Looking around I found an excellent blog post by Jon Skeet that provides a few implementations on how to do this. The thing I didn’t like about Jon’s implementation is that it uses Array.Copy in order to resize the array (when there is more data available than the buffer can hold) and to return the properly sized array at the end. (It also has two exit points, which I don’t ordinarily like, but that’s a minor issue.)

The concern with using Array.Copy is that it accesses the elements by index and must be somewhat generic in order to support all of the .NET languages. Since streams tend to be rather large, this introduces unnecessary overhead.

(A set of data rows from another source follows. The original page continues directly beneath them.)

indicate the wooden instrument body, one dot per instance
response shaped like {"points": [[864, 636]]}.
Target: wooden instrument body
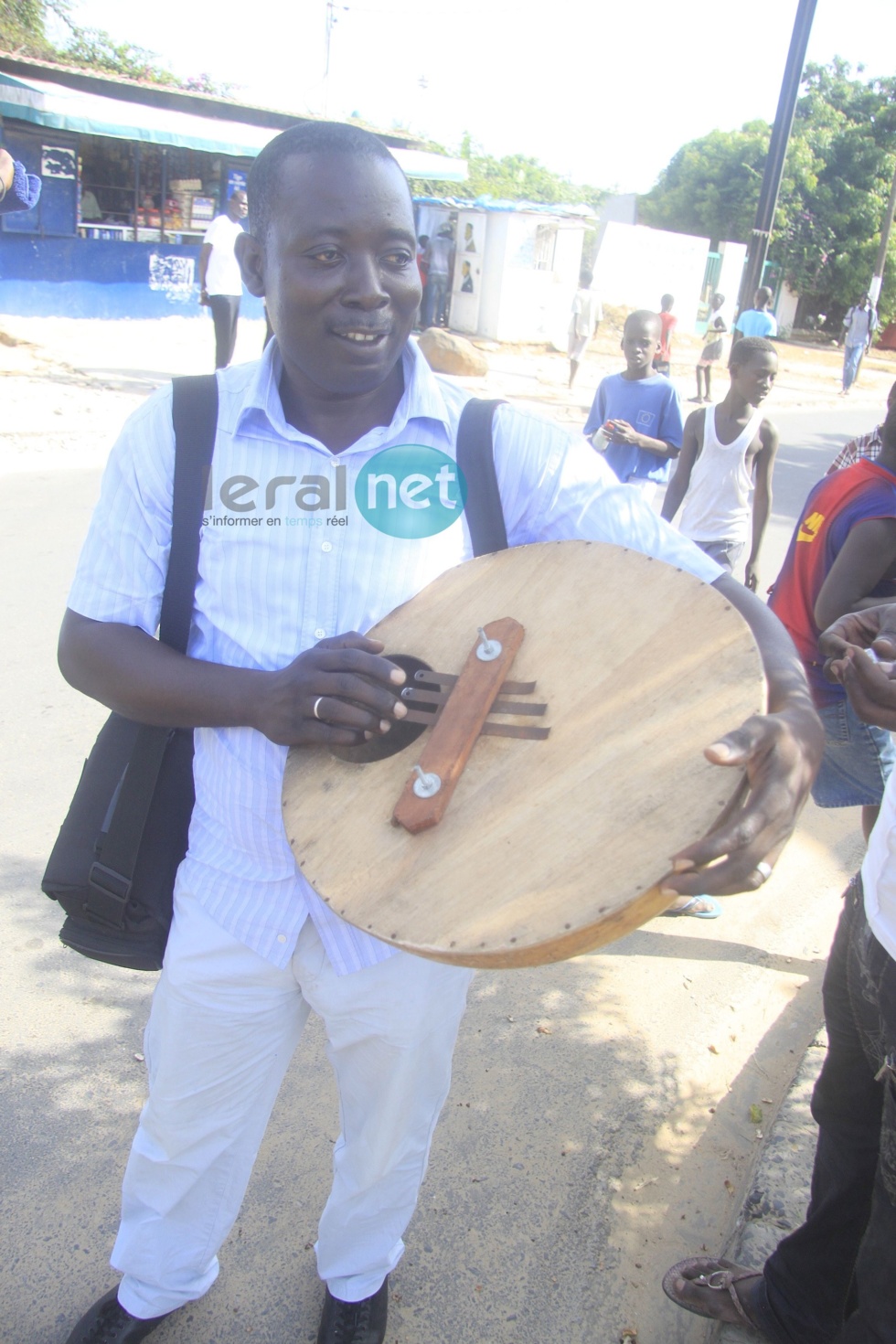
{"points": [[552, 847]]}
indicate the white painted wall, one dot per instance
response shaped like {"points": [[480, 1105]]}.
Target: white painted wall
{"points": [[534, 305], [637, 265], [732, 266]]}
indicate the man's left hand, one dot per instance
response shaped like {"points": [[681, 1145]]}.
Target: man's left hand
{"points": [[624, 433], [870, 686], [781, 754]]}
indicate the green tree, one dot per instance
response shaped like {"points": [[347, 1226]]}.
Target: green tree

At this point, you might be asking “Why unnecessary overhead? How else do you copy arrays?” This question brings us to System.Buffer, which has been available in .NET since .NET 1.1 although you’ve probably never heard of it until now. A Buffer is designed to manipulate arrays of primitive types and treats each type as a series of bytes without any regard to behavior or limitations. How does this help us? Remember, Stream.Read returns an array of bytes and byte is a primitive type. So we can use Buffer to copy the array elements directly in memory rather than by index, which provides better performance than Array.Copy.

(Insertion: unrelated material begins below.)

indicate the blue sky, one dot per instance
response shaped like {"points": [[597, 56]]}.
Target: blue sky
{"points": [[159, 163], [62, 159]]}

After modifying Jon’s implementation to use Buffer, fixing an issue I noticed (the stream’s position was never reset to 0 prior to reading) and getting rid of that pesky second exit point, my implementation is:

/// <summary>
/// Reads the contents of the stream into a byte array.
/// data is returned as a byte array. An IOException is
/// thrown if any of the underlying IO calls fail.
/// </summary>
/// <param name="stream">The stream to read.</param>
/// <returns>A byte array containing the contents of the stream.</returns>
/// <exception cref="NotSupportedException">The stream does not support reading.</exception>
/// <exception cref="ObjectDisposedException">Methods were called after the stream was closed.</exception>
/// <exception cref="System.IO.IOException">An I/O error occurs.</exception>
public static byte[] ReadAllBytes(this Stream source)
{
    long originalPosition = source.Position;
    source.Position = 0;
 
    try
    {
        byte[] readBuffer = new byte[4096];
        int totalBytesRead = 0;
        int bytesRead;
        while ((bytesRead = source.Read(readBuffer, totalBytesRead, readBuffer.Length - totalBytesRead)) > 0)
        {
            totalBytesRead += bytesRead;
            if (totalBytesRead == readBuffer.Length)
            {
                int nextByte = source.ReadByte();
                if (nextByte != -1)
                {
                    byte[] temp = new byte[readBuffer.Length * 2];
                    Buffer.BlockCopy(readBuffer, 0, temp, 0, readBuffer.Length);
                    Buffer.SetByte(temp, totalBytesRead, (byte)nextByte);
                    readBuffer = temp;
                    totalBytesRead++;
                }
            }
        }
 
        byte[] buffer = readBuffer;
        if (readBuffer.Length != totalBytesRead)
        {
            buffer = new byte[totalBytesRead];
            Buffer.BlockCopy(readBuffer, 0, buffer, 0, totalBytesRead);
        }
        return buffer;
    }
    finally
    {
        source.Position = originalPosition;
    }
}

It will still generally use at least 2 arrays (if the original array is already the same size as the total number of bytes read, it will not resize it) and sometimes a 3rd array (created inside the while loop) when the stream is larger than the original array. However, by using the Buffer.BlockCopy and Buffer.SetByte rather than the Array methods it should offer better performance.